His articles and book reviews appear in a number of newspapers and magazines, including the Los Angeles Times and The Sunday Times. He has published more than twenty novels, the best-known being the semi-autobiographical The Glittering Prizes (1976), which traces the lives of a group of Cambridge University undergraduates in post-war Britain as they move through university and into the wider world. The original six-part BBC television series, from which the book was adapted, won him a Royal Television Society Writer of the Year Award. Fame and Fortune, which continues the story to 1979, was adapted in 2007 and broadcast on BBC Radio 4, television channels having refused to commission the sequel themselves. In 2010, BBC Radio 4 broadcast a further sequel in a series entitled Final Demands, with Tom Conti as Adam Morris, the central character, bringing the story to the late 1990s.

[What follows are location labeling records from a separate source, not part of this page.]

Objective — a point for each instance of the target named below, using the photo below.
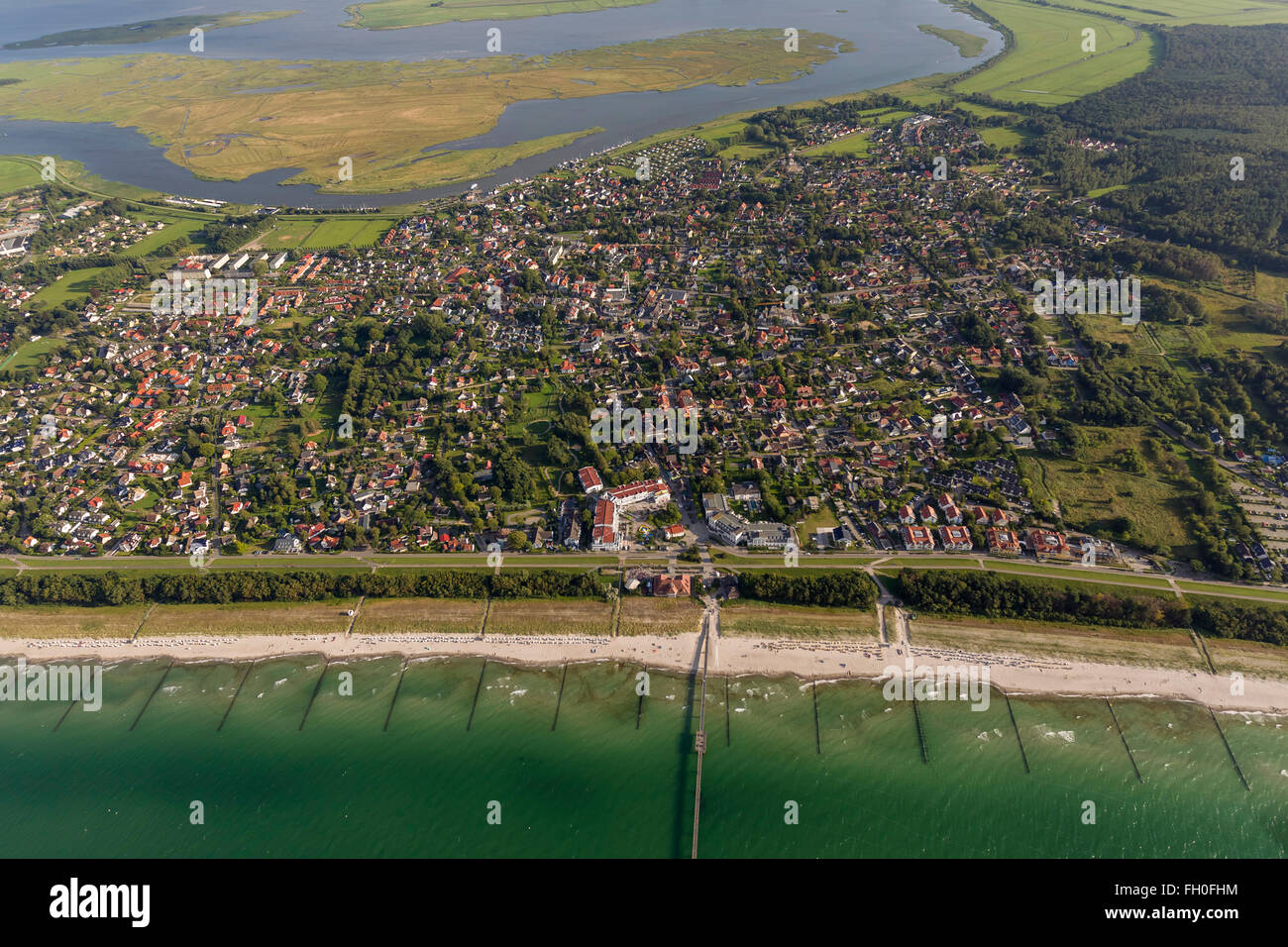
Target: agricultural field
(1068, 642)
(855, 145)
(549, 617)
(67, 621)
(660, 616)
(174, 228)
(1181, 12)
(31, 355)
(17, 172)
(252, 618)
(75, 283)
(768, 620)
(395, 616)
(1047, 63)
(322, 234)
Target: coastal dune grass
(761, 620)
(660, 616)
(250, 618)
(68, 621)
(420, 616)
(1170, 648)
(549, 617)
(1254, 659)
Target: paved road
(1103, 577)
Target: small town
(855, 347)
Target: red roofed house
(590, 482)
(917, 538)
(673, 586)
(956, 539)
(1003, 541)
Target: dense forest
(1202, 144)
(1247, 622)
(996, 596)
(838, 589)
(222, 587)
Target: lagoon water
(593, 785)
(889, 50)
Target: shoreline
(729, 656)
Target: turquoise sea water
(595, 785)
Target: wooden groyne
(1229, 750)
(316, 688)
(397, 688)
(921, 735)
(149, 701)
(1124, 737)
(477, 689)
(240, 685)
(1024, 757)
(559, 701)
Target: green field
(175, 227)
(17, 174)
(967, 44)
(855, 145)
(31, 355)
(767, 620)
(72, 285)
(1093, 492)
(1047, 63)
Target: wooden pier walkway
(700, 742)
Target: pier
(700, 742)
(818, 737)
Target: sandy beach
(729, 655)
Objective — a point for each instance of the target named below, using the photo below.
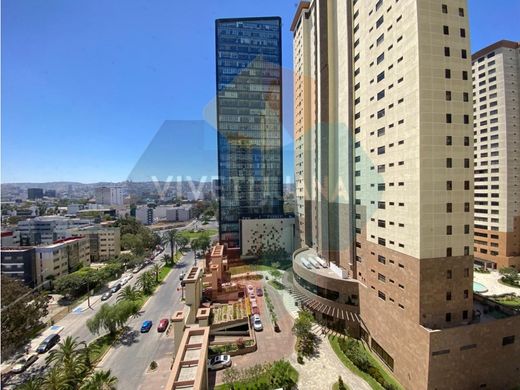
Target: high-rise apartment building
(384, 175)
(496, 115)
(249, 121)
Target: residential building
(109, 195)
(19, 263)
(179, 214)
(61, 257)
(105, 242)
(47, 229)
(34, 193)
(249, 122)
(496, 107)
(384, 190)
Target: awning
(321, 307)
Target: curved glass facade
(249, 121)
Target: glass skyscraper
(249, 121)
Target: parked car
(106, 295)
(257, 323)
(163, 325)
(23, 363)
(48, 343)
(219, 361)
(147, 325)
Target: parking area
(271, 345)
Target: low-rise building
(61, 257)
(19, 263)
(105, 242)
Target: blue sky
(87, 84)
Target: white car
(219, 361)
(257, 323)
(23, 363)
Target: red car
(163, 325)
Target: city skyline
(74, 116)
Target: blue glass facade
(249, 121)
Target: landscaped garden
(229, 312)
(278, 374)
(356, 358)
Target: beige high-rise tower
(496, 108)
(384, 176)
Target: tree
(146, 282)
(22, 310)
(156, 270)
(129, 293)
(509, 275)
(171, 237)
(100, 380)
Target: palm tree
(100, 380)
(171, 237)
(146, 282)
(156, 270)
(71, 359)
(129, 293)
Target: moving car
(257, 323)
(48, 343)
(106, 295)
(147, 325)
(219, 361)
(23, 363)
(163, 325)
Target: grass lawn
(346, 361)
(335, 386)
(276, 284)
(193, 235)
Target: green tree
(21, 312)
(171, 237)
(129, 293)
(100, 380)
(509, 275)
(146, 282)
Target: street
(130, 358)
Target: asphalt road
(130, 358)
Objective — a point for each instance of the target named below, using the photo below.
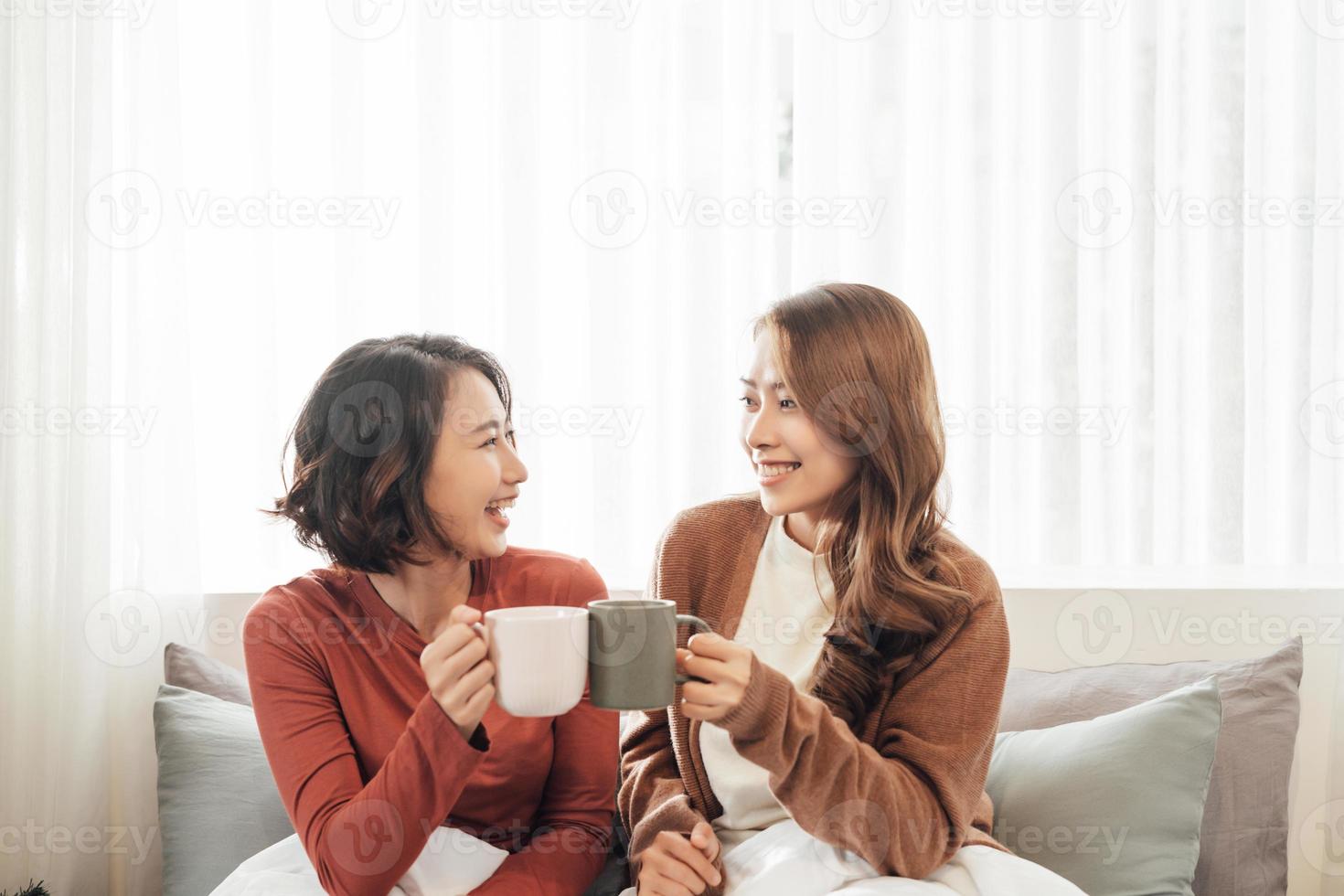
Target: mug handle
(695, 623)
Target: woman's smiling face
(795, 472)
(475, 466)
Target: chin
(773, 506)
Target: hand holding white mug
(459, 670)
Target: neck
(425, 595)
(803, 528)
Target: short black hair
(363, 443)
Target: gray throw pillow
(1112, 804)
(1243, 840)
(194, 670)
(218, 804)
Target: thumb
(703, 838)
(464, 613)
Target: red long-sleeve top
(368, 764)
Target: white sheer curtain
(1063, 188)
(203, 205)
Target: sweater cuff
(766, 696)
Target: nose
(515, 470)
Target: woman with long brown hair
(849, 693)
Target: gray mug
(632, 652)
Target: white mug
(539, 656)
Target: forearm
(365, 842)
(835, 786)
(562, 861)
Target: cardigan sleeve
(652, 797)
(905, 805)
(359, 837)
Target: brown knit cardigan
(905, 795)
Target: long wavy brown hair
(857, 360)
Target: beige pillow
(1243, 837)
(194, 670)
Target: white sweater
(789, 609)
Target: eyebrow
(752, 383)
(488, 425)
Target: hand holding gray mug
(632, 652)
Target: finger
(709, 644)
(707, 667)
(705, 837)
(694, 860)
(672, 875)
(477, 677)
(660, 885)
(480, 701)
(702, 693)
(446, 644)
(703, 713)
(466, 657)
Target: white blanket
(453, 863)
(784, 860)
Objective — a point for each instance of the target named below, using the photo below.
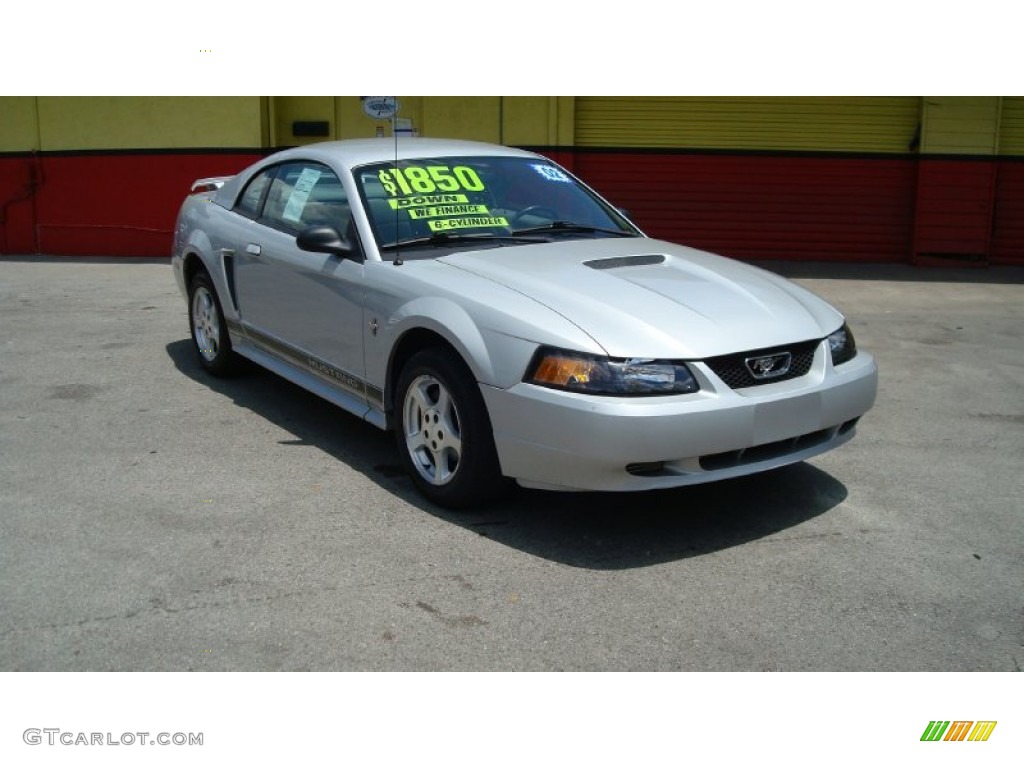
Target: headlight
(842, 345)
(582, 373)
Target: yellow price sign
(415, 179)
(440, 225)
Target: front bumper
(565, 440)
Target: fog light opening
(847, 426)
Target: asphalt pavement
(155, 518)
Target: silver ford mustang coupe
(506, 322)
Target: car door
(305, 308)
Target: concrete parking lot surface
(155, 518)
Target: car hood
(641, 297)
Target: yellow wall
(949, 124)
(1012, 126)
(286, 110)
(805, 123)
(961, 125)
(17, 124)
(150, 122)
(541, 121)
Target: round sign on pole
(380, 108)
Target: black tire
(443, 431)
(209, 331)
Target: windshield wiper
(571, 226)
(445, 239)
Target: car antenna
(397, 248)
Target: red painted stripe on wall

Raphael has published several history books, collections of essays and translations. He has also written biographies of Somerset Maugham and Lord Byron. He was made a Fellow of the Royal Society of Literature in 1964.
In 1999, Raphael published Eyes Wide Open, a memoir of his collaboration with the director Stanley Kubrick on the screenplay of Eyes Wide Shut, Kubrick's final movie. Raphael made criticisms of Kubrick, and upon its publication the book was publicly criticised by several of the director's friends and family members, among them Christiane Kubrick, Jan Harlan, Michael Herr, Steven Spielberg and Tom Cruise.
That year, Penguin Books published a new translation of Arthur Schnitzler's Dream Story, the basis for Eyes Wide Shut, featuring an introduction by Raphael.
Personal life
He married Sylvia Betty Glatt on 17 January 1955, and their children are Paul Simon, a film producer, Sarah Natasha (1960–2001), who was a painter, and Stephen Matthew Joshua, a screenwriter.